Cilla nodded. The heels of her boots brushed past the wood paneling under and beside the bed as she swung her legs left and right, as if she was trying to keep busy. It made her look younger. Cilla didn’t move like that often, but right now, her legs were swinging the same way any normal girl’s might, and that caught Amara’s attention just as much as Cilla’s self-possession did.

It shouldn’t , Amara reminded herself.

Maart sat by the bucket he’d carried in and worked stubbornly on. His breaths still came heavily. He must’ve rushed back to the inn, lugging that heavy bucket with him, worried sick. But with Cilla here, they couldn’t talk. Amara lowered her head and continued her work, dust and dirt tickling her nose. She held in a sneeze. For too long, the only sounds in the room were Maart’s scrubbing, the swishing of Cilla’s legs, Amara’s hands brushing the ground.

Finally, Jorn returned, his hair still wet, a bag of supplies in his arms. He put them away, ignoring Amara and Maart, and went back out. Cilla eagerly followed him to the pub downstairs. Amara waited for the door to shut behind them and sat upright. “That wasn’t smart. You can’t ignore Cilla like that.”

A leg of one of Amara’s winterwears flopped over the edge of the laundry bucket as Maart shoved it away, freeing his hands to sign. “I don’t care. What she did—”

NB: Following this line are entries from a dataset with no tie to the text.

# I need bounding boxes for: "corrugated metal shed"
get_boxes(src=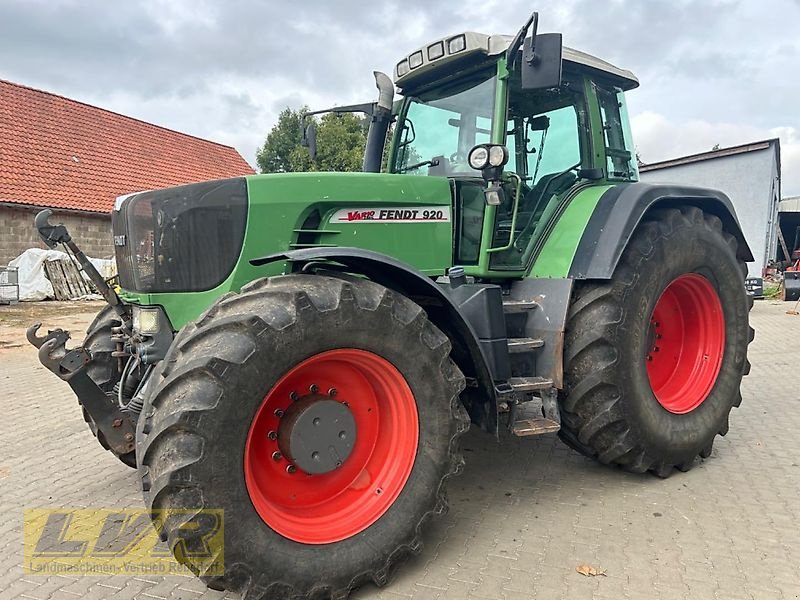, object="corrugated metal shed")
[639,139,781,277]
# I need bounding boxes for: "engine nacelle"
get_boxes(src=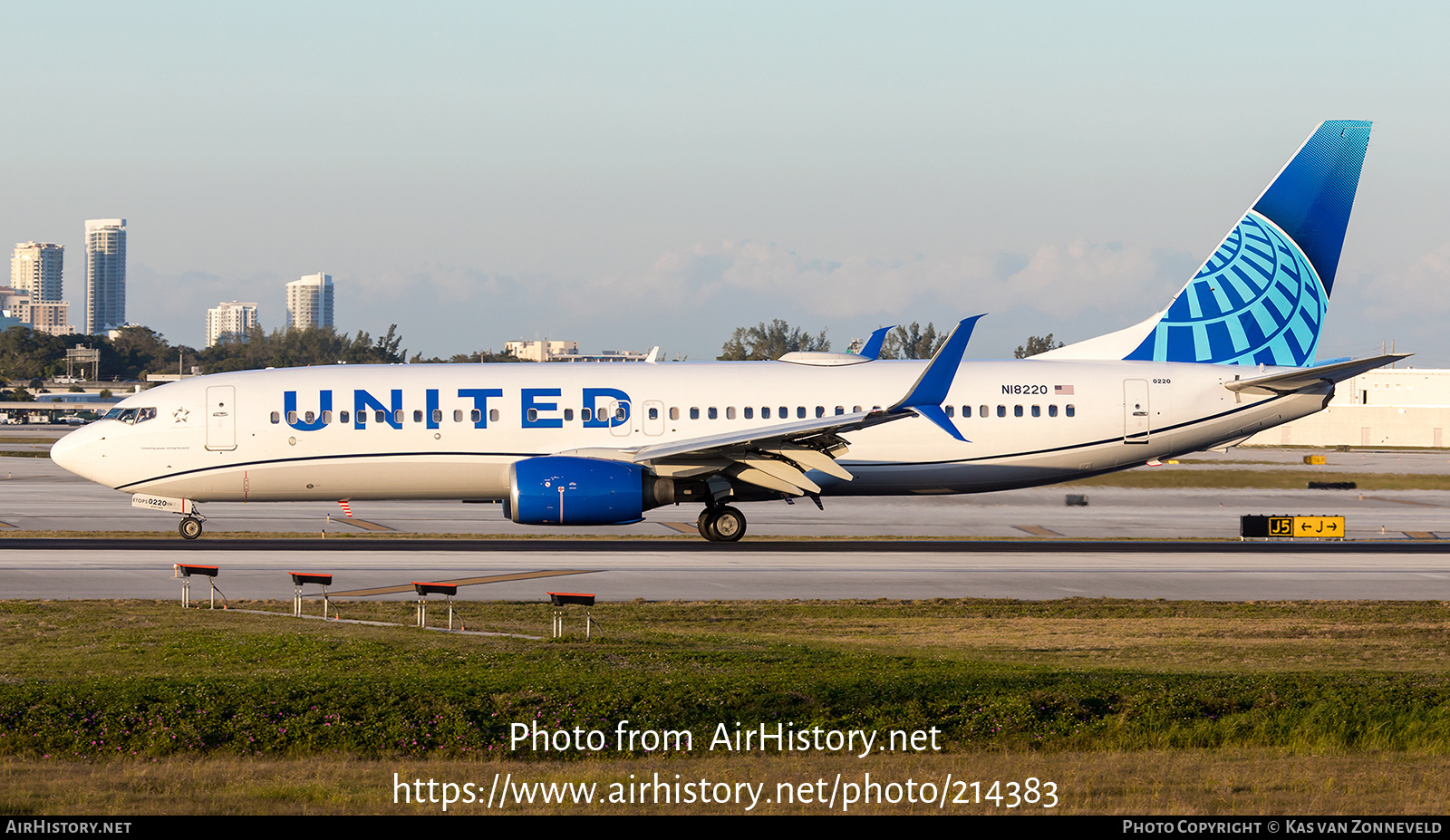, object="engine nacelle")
[508,456,658,526]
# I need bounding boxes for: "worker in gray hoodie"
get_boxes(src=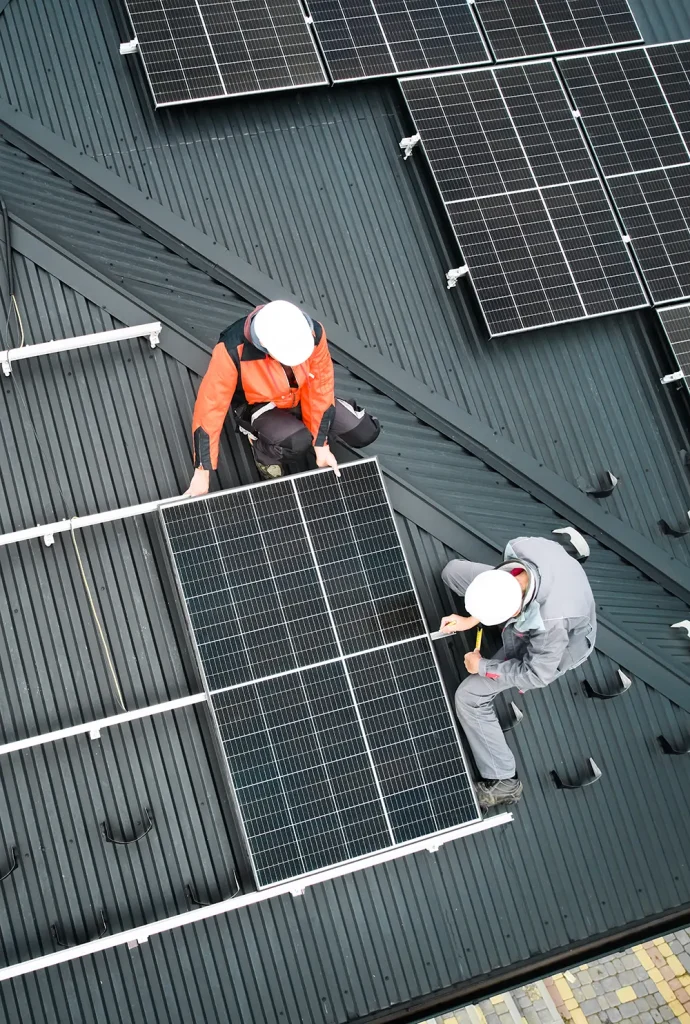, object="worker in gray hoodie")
[441,537,597,808]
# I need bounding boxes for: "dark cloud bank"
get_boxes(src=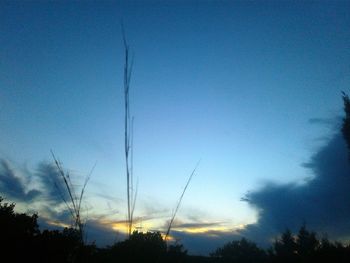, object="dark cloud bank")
[241,134,350,244]
[0,130,350,254]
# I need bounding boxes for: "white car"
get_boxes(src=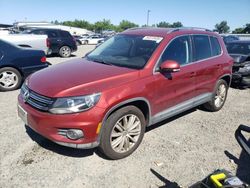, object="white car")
[0,34,51,55]
[83,35,104,44]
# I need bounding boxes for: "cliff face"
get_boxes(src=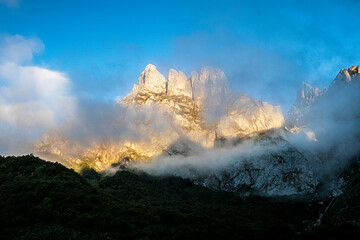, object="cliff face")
[119,65,284,141]
[35,64,284,169]
[285,65,360,129]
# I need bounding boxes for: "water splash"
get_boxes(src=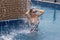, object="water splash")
[0,30,30,40]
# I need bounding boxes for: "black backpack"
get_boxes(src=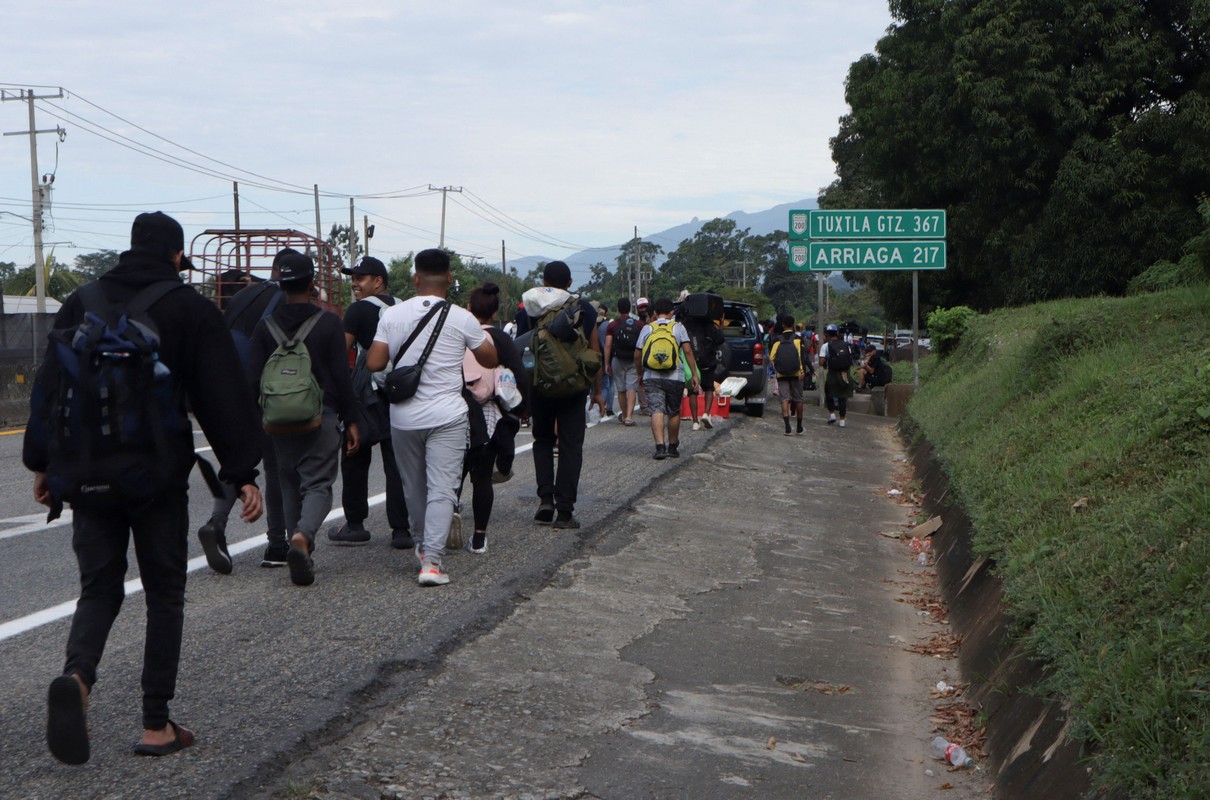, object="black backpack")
[682,317,719,369]
[225,281,286,368]
[30,280,191,503]
[773,336,802,378]
[828,339,853,369]
[611,317,643,361]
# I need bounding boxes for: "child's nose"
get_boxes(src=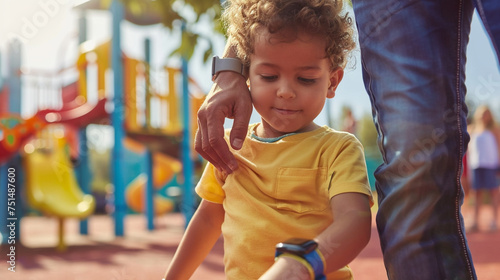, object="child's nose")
[277,83,295,99]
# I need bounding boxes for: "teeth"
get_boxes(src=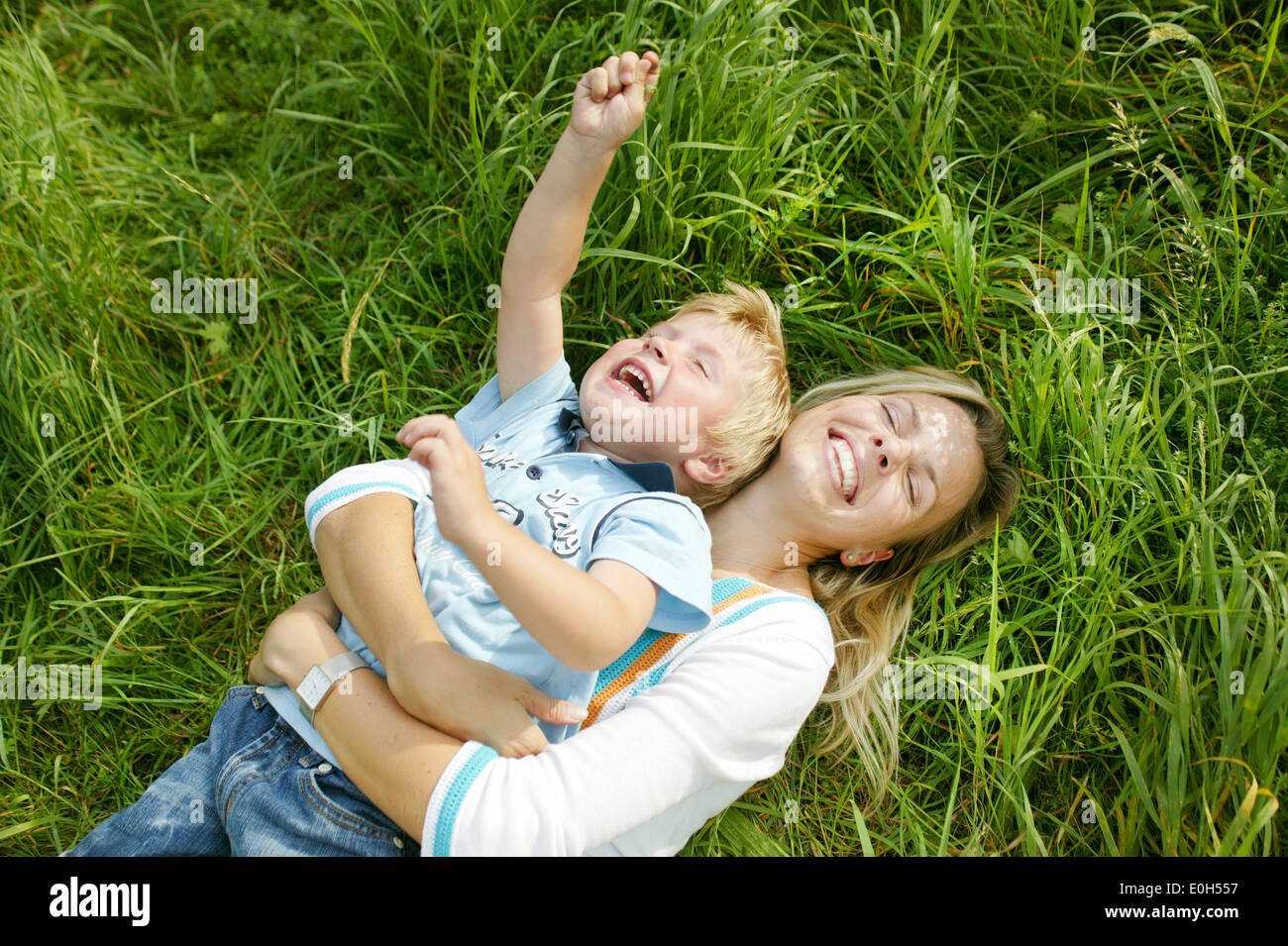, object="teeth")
[618,365,653,400]
[829,436,859,502]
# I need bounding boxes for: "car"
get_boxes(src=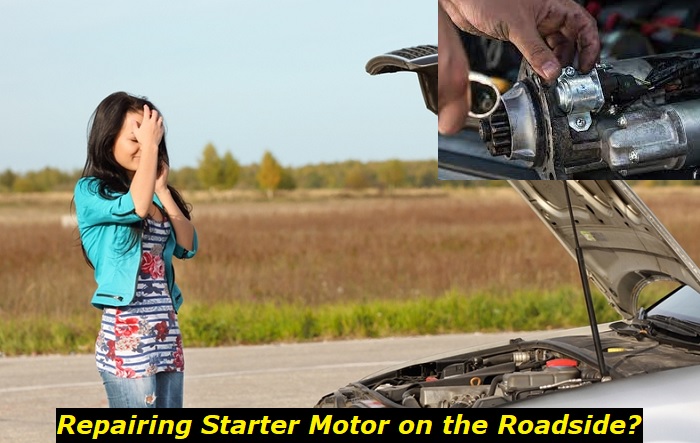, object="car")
[315,180,700,441]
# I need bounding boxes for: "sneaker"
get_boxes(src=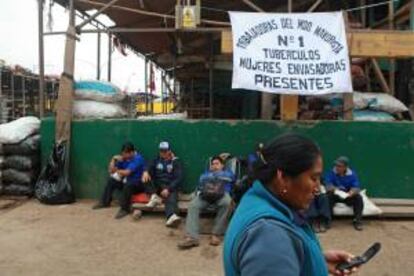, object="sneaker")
[352,220,363,231]
[177,237,200,250]
[210,235,221,246]
[132,209,142,220]
[145,194,162,208]
[165,214,181,228]
[92,203,108,210]
[115,209,128,219]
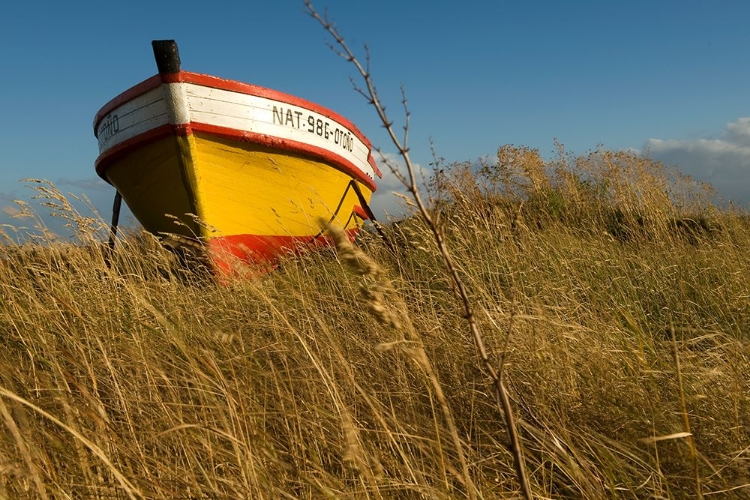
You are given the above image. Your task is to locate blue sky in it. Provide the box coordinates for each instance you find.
[0,0,750,238]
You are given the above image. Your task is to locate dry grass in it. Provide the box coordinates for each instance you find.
[0,150,750,499]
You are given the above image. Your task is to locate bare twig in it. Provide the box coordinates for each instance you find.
[304,0,532,499]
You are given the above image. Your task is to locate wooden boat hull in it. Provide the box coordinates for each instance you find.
[94,41,380,274]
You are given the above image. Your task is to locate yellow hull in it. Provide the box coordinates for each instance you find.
[94,40,381,273]
[107,132,372,273]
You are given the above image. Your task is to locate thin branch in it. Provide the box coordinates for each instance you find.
[304,0,532,500]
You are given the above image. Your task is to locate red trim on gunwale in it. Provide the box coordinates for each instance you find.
[94,75,161,133]
[95,123,377,192]
[94,124,190,182]
[94,71,383,178]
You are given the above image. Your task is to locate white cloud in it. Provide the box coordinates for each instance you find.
[370,151,431,221]
[644,117,750,205]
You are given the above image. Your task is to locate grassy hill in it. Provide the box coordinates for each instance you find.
[0,146,750,499]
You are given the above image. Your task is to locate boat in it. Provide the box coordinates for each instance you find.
[94,40,382,276]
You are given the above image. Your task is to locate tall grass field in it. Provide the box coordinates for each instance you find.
[0,146,750,499]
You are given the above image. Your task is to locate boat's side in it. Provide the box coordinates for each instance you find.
[95,64,380,271]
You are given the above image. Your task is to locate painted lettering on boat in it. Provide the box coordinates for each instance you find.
[96,114,120,142]
[273,106,354,152]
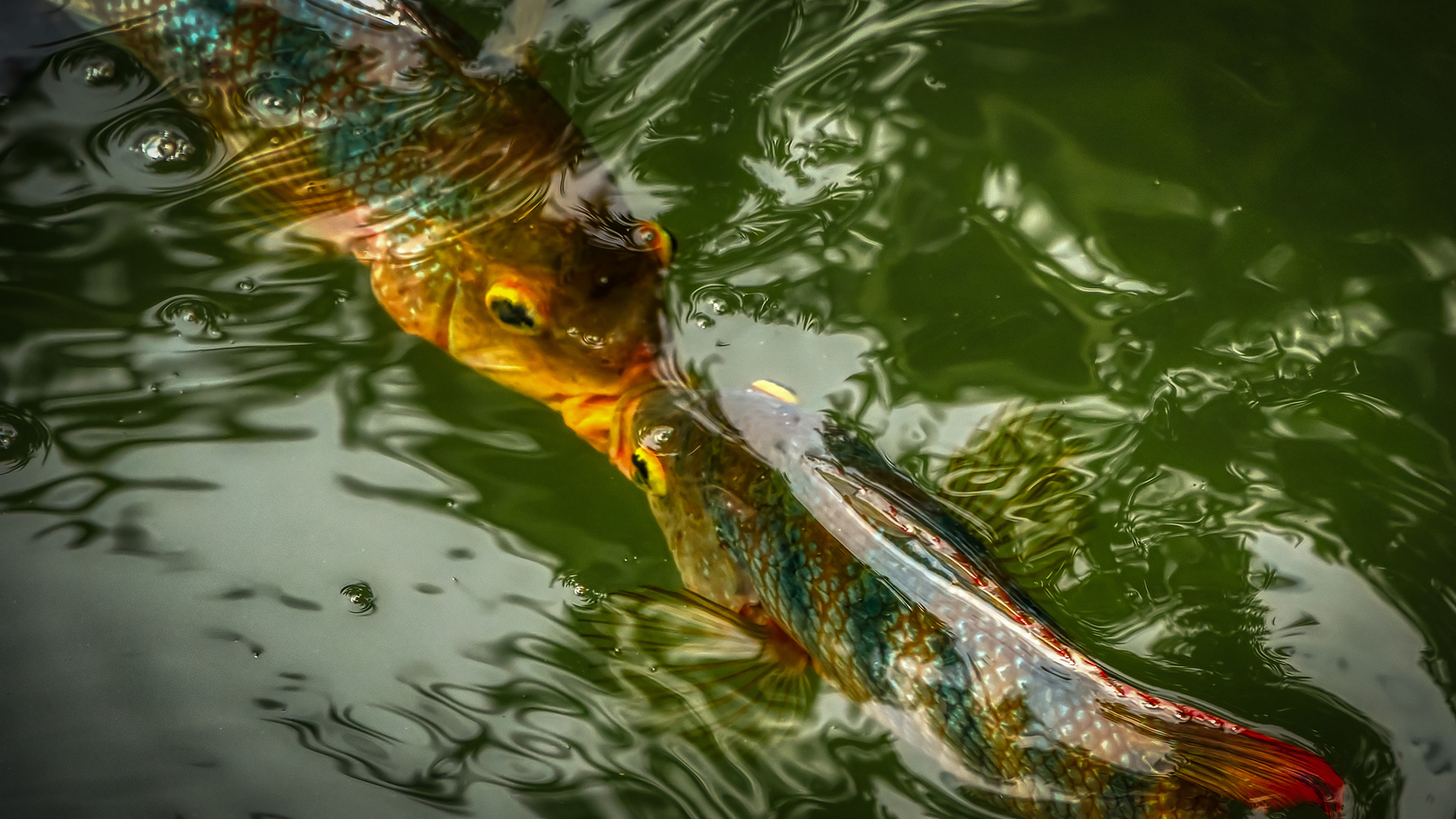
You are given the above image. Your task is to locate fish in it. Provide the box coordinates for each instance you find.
[611,381,1344,819]
[54,0,674,450]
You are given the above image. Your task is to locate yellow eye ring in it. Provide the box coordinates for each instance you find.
[485,281,543,335]
[632,220,677,267]
[632,446,667,497]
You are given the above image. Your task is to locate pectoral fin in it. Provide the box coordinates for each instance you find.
[575,588,817,733]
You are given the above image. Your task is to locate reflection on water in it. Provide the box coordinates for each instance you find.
[0,0,1456,819]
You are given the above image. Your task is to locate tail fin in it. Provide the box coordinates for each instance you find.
[1108,708,1345,819]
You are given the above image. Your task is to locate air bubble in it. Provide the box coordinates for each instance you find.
[155,296,228,338]
[243,77,301,128]
[136,128,196,163]
[82,55,117,86]
[339,583,374,613]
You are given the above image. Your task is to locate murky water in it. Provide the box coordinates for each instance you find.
[0,0,1456,819]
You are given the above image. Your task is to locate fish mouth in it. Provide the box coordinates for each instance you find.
[603,378,667,479]
[544,344,663,451]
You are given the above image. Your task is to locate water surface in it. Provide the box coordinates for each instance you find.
[0,0,1456,819]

“We don’t know if she told Jorn! And learning to read and write was my choice to make. Our choice. You’re lucky Jorn didn’t recognize your handwriting.”

“You shouldn’t thank her. You shouldn’t even be checking that floor! Let those splinters stab her instead of you. Let her die. Why do you even care about putting her on the throne?”

“I don’t.” Her hands moved snappishly. Any fool knew the Alineans should have the Dunelands throne back—they had never abused magic the way the ministers did—but what did it matter to her and Maart? Servants would stay servants. “I—no. Maart, I don’t want to fight. Let’s play a game,” she signed, but even as she did, she wasn’t sure what kind of game. Jorn had burned her practice papers along with her hands, and the only paper left sat in his bag. He’d notice if they took any. They’d once had a game board and pieces and a set of dice, but they’d abandoned those weeks ago when they’d fled a farm. “No, no game. Stories. Tell me about …”

“It still smells,” Maart said. A dripping wet topscarf rested on his lap. The soap reached to his elbows, and he flicked water and suds around with every word he signed. “The room still smells. Amara, I can’t … I should’ve done something. I should’ve fought.”

“We could hum,” Amara said, thinking back to the day before, when they’d started out with a tune and ended up pitching their hums higher and higher, until Amara could no longer match his and ended up laughing so hard her stomach hurt. They used to do that all the time, and that was the Maart she wanted right now.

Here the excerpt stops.